3) A “Remember the Maine” incident could be arranged in several forms:
a. We could blow up a US ship and blame Cuba.
b. We could blow up a drone (unmanned) vessel anywhere in the Cuban waters. The presence of Cuban planes or ships merely investigating the intent of the vessel could be fairly compelling evidence that the ship was taken under attack. The US could follow with an air/sea rescue operation covered by US fighters to “evacuate” remaining members of the nonexistent crew. Casualty lists in US newspapers would cause a helpful wave of national indignation.
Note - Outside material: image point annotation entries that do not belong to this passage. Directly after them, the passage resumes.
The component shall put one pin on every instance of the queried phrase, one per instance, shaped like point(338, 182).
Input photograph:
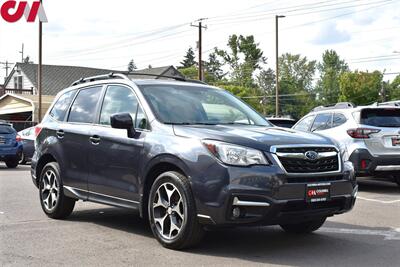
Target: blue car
point(10, 145)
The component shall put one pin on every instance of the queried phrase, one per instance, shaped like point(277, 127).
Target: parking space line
point(393, 234)
point(379, 201)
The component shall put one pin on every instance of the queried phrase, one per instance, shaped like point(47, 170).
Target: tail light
point(362, 133)
point(38, 129)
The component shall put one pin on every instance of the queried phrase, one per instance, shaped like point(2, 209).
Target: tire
point(172, 215)
point(52, 199)
point(12, 163)
point(304, 227)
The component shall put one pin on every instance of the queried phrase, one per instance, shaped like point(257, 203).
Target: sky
point(108, 34)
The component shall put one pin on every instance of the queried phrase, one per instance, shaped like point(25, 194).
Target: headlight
point(235, 155)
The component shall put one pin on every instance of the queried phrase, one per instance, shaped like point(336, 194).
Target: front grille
point(312, 179)
point(304, 165)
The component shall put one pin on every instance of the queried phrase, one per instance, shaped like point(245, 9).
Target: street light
point(277, 17)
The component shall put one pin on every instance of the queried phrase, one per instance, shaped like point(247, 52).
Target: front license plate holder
point(318, 192)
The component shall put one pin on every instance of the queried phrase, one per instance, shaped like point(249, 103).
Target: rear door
point(387, 120)
point(75, 136)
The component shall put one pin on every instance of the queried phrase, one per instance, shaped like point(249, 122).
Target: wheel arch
point(157, 166)
point(44, 159)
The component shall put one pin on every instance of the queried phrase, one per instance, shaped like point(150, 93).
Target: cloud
point(329, 34)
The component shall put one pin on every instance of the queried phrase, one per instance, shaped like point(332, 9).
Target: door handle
point(95, 139)
point(60, 134)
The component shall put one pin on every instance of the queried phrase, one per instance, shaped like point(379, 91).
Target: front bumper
point(375, 165)
point(266, 196)
point(10, 152)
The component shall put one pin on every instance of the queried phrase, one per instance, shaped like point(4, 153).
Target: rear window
point(380, 117)
point(6, 129)
point(60, 107)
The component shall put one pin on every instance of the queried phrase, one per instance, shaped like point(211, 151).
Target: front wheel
point(172, 212)
point(304, 227)
point(54, 203)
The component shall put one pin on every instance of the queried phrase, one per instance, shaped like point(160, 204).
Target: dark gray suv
point(185, 155)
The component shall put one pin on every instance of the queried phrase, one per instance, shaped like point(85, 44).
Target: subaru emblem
point(311, 155)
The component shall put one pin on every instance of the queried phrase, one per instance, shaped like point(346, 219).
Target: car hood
point(252, 136)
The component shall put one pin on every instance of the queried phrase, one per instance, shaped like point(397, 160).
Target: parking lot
point(96, 235)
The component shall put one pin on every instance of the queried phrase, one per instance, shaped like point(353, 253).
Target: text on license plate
point(318, 192)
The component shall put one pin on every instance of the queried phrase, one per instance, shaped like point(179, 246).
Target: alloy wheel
point(168, 211)
point(50, 190)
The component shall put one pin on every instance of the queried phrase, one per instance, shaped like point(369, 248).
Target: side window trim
point(106, 86)
point(73, 101)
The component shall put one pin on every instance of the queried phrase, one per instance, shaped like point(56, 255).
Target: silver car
point(370, 135)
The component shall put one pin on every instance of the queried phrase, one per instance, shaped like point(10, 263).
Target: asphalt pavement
point(97, 235)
4) We could develop a Communist Cuba terror campaign in the Miami area, in other Flordia cities and even in Washington. The terror campaign could be pointed at Cuban refugees seeking haven in the United States. We could sink a boatload of Cubans en route to Florida (real or simulated). We could foster attempts on lives of Cubans in the United States even to the extent of wounding in instances to be widely publicized. Exploding a few bombs in carefully chosen spots. The arrest of Cuban agents and the release of prepared documents substantiating Cuban involvement also would be helpful in projecting the idea of an irresponsible government.
5) A “Cuban-based, Castro-supported” filibuster could be simulated against a neighboring Caribbean nation. These efforts can be magnified with additional ones contrived for exposure. “Cuban” B-26 or C-46 type aircraft could make cane-burning raids at night. Soviet Bloc incidiaries could be found. This could be coupled with “Cuban” messages to the Communist underground and “Cuban” shipments of arms which would be found, or intercepted, on the beach.
6) Use of MIG-type aircraft by US pilots could provide additional provocation. Harassment of civil air, attacks on surface shipping, and destruction of US military drone aircraft by MIG type planes would be useful. An F-86 properly painted would convince air passengers that they saw a Cuban MIG, especially if the pilot of the transport were to announce that fact.
7) Hijacking attampts against US civil air and surface craft should be encouraged.
8) It is possible to create an incident which would demonstrate convincingly that a Cuban aircraft has attacked and shot down a chartered civilian airliner from the United States.
a. An aircraft at Eglin AFB [10 separate landing strips on one giant base in the jungle] would be painted and numbered as an exact duplicate for a civil registered aircraft belonging to a CIA proprietary organization in the Miami area. At a designated time the duplicate would be substituted for the actual civil aircraft and the passengers, all boarded under carefully prepared aliases. The actual registered aircraft would be converted to a drone.
b. Take off times of the drone aircraft and the actual aircraft will be scheduled to allow a rendezvous. From the rendezvous point the passenger-carrying aircraft will descend to minimum altitude and go directly to an auxiliary airfield at Eglin AFB where arrangements will have been made to evacuate the passengers and return the aircraft to its original status. Meanwhile the drone aircraft will continue to fly the filed flight plan. The drone will be transmitting on the international distress frequency “MAY DAY” message stating it is under attack by Cuban MIG aircraft. The transmission will be interrupted by the destruction of aircraft which will be triggered by radio signal. This will allow IACO radio stations to tell the US what has happened to the aircraft instead of the US trying to “sell” the incident.